Thursday, August 18, 2011

Empati dan berbagi


Hari ini, hati saya perih bagai disayat sembilu. Sedih. Perih. Bukan darah yang mengucur keluar, tetapi air mata yang sengaja saya tahan dengan kuat sampai-sampai tenggorokan terasa tercekat dan menyesakkan dada.
Perjuangan hidup saya tidak mudah, pencapaian yang saya peroleh tidak murah dan tidak sedikit pengorbanan serta bantuan dari saudara kanan kiri. Ketika saya mulai menikmati hidup, menikmati yang telah saya peroleh dan bersiap menggapai impian yang lain, Allah mengingatkan saya untuk mengingat saudara-saudara yang masih membutuhkan bantuan.
Bukan berarti saya tak ingat dengan uluran tangan orang-orang yang sayang kepada saya di saat saya butuh atau saya belum pernah berbagi dengan orang lain. Insya Allah secara rutin ataupun dadakan sudah melakukannya.
Hari ini hati saya tersentak dan terngiang kembali tentang cerita-cerita yang disampaikan teman saya. Teman saya itu, saat ini nasibnya jauh lebih baik daripada saya, dari sudut pandang mata saya tentunya. Hebatnya, dia tetap bersahaja dalam bertindak maupun dalam kehidupan sehari-hari. Dia tak malu kemana-mana naik angkot, bus kota, bahkan jalan kaki. Dia tak malu makan di emperan pinggir jalan, justru warung-warung sepi yang dituju, yang penjualnya lansia, yang masakannya hanya sekedarnya. Dia sangat mampu untuk memilih hal sebaliknya, tapi dia tak menghendakinya. Pilihan hidup, katanya. Dia yang memilih cara hidup bersahaja seperti itu.

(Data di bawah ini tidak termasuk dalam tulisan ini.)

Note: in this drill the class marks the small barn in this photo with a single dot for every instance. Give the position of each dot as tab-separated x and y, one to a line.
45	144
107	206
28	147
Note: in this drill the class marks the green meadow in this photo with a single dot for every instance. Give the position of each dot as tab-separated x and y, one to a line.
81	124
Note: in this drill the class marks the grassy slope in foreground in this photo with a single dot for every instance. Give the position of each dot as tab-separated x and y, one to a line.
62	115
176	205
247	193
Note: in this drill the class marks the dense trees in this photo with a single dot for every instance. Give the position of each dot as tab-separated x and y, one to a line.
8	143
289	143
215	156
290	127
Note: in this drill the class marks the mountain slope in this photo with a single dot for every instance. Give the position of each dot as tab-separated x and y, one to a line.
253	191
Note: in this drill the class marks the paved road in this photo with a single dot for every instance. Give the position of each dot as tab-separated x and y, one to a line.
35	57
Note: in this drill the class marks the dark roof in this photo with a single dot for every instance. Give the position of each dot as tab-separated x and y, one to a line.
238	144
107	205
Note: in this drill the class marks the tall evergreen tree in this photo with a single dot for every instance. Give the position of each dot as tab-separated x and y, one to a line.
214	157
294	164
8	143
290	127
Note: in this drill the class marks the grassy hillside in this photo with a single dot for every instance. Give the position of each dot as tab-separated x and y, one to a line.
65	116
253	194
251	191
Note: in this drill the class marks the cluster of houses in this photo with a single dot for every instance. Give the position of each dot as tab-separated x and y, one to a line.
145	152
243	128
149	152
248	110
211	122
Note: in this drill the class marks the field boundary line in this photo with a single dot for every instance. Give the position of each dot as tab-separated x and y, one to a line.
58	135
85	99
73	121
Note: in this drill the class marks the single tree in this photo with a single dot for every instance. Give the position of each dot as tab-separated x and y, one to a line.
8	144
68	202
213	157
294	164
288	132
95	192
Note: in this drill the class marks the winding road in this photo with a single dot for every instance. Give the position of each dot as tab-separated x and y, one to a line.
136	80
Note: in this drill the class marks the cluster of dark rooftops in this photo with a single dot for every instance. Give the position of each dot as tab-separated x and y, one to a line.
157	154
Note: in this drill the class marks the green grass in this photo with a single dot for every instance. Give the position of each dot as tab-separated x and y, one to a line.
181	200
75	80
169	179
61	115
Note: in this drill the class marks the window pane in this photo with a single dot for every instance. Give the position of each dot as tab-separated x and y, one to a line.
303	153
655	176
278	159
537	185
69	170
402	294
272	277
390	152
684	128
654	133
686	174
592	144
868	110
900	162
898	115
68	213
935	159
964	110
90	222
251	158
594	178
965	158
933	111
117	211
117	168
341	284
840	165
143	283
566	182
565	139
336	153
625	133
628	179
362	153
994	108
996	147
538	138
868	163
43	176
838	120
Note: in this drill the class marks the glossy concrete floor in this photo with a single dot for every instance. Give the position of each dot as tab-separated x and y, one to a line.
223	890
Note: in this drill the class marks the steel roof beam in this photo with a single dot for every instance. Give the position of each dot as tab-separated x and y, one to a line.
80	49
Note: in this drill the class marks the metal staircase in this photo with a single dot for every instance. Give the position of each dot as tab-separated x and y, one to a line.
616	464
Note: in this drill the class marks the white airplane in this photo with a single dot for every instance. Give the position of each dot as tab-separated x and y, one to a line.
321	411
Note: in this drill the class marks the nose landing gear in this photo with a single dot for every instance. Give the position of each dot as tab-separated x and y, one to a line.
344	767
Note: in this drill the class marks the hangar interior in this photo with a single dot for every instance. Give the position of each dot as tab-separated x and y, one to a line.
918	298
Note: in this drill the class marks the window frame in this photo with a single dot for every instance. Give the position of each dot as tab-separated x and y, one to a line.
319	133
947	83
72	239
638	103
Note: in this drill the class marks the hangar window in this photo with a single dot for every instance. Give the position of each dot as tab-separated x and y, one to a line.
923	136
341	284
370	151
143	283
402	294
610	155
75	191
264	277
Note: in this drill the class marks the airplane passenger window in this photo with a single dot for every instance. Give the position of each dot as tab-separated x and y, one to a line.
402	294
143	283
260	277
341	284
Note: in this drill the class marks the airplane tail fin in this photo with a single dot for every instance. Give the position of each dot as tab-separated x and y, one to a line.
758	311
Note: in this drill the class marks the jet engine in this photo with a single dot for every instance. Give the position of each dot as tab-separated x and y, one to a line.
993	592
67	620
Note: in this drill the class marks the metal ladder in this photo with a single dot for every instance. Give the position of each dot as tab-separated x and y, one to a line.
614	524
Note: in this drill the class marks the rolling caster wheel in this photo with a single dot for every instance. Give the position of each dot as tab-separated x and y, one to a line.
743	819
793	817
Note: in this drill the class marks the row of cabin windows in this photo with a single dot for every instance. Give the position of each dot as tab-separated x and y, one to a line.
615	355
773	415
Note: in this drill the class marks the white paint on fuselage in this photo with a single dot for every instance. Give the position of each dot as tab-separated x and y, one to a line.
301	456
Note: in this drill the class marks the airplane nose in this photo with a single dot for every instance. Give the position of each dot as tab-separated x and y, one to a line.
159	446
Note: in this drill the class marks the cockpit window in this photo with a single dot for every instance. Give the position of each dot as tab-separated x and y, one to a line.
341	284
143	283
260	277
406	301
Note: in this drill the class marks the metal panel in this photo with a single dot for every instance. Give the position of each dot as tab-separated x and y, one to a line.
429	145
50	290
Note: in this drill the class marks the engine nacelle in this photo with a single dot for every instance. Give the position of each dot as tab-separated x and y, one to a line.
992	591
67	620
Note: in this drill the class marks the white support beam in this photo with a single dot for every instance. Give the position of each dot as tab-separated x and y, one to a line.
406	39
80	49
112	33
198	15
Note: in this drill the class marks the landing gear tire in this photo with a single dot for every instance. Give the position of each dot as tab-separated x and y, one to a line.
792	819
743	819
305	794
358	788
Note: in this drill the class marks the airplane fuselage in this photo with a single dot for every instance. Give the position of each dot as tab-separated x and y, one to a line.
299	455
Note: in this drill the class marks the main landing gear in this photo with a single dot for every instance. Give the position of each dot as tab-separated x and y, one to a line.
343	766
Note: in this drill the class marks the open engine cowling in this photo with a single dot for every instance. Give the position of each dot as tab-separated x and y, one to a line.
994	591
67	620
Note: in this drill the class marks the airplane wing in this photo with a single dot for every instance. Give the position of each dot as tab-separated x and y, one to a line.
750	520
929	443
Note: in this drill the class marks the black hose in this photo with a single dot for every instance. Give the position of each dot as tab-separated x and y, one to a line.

Salah satu ceritanya tentang kebiasaannya makan. Penjual warung-warung yang jadi langganannya sudah hapal, jika dia datang maka akan dibungkuskan 3-5 bungkus nasi. Dia yang bayar, tetapi tidak dibawa pulang, melainkan untuk dibagikan kepada tukang parkir, tukang sapu jalanan atau orang-orang tak mampu yang menjadi pelanggan warung itu juga. Penjualnya yang membagikan, atas permintaan teman saya itu.
Saya hanya tertegun mendengar cerita itu, terlebih lagi ketika dia menjelaskan maksudnya bahwa ketika dia makan, misalnya sekali makan habis lima puluh ribu jika di restoran, maka dia memilih makan di warung pinggir jalan. Sama juga habisnya bisa lima puluh ribu, tapi tidak untuk dirinya sendiri. Makanan untuknya sendiri misalnya sepuluh ribu, sisanya jadi nasi bungkus yang akan dibagikan oleh penjual nasinya. Subhanallah.
Banyak lagi cerita lain darinya yang sering menginspirasi untuk selalu berbagi dan bersahaja, dan hari ini berkelebat memenuhi ingatan pikiran saya. Belum lagi ketika ingat apa komentar Ibu ketika saya membeli barang dengan harga mahal. Ibu membandingkannya dengan penghasilan orang-orang di kampung, atau berapa karung beras yang bisa dibeli dengan harga barang itu.
Teguran nenek juga tak kalah seru menghujam, ketika saya tidak menghabiskan nasi di piring, maka beliau bercerita bagaimana susahnya orang-orang bekerja di sawah untuk bisa menyediakan nasi di depan kita. Dari menanam benih padi, memupuk, mengairi, memanem, menjemur padi itu sampai kering yang kalau musim hujan harus bersusah payah mengeluarkan padi-padi dan buru-buru mengangkutnya ke tempat teduh jika turun hujan dan bagaimana sayangnya para petani itu mengumpulkan satu per satu butiran padi yang tercecer. Dan masih ada serentetan proses panjang lagi agar si padi itu tiba di hadapan kita untuk disantap bersama lauk pauk yang lain. Jika mendengar atau ingat cerita itu, maka saya urung untuk menyudahi makan dan melanjutkannya sampai nasi habis tak bersisa meskipun perut sudah kenyang.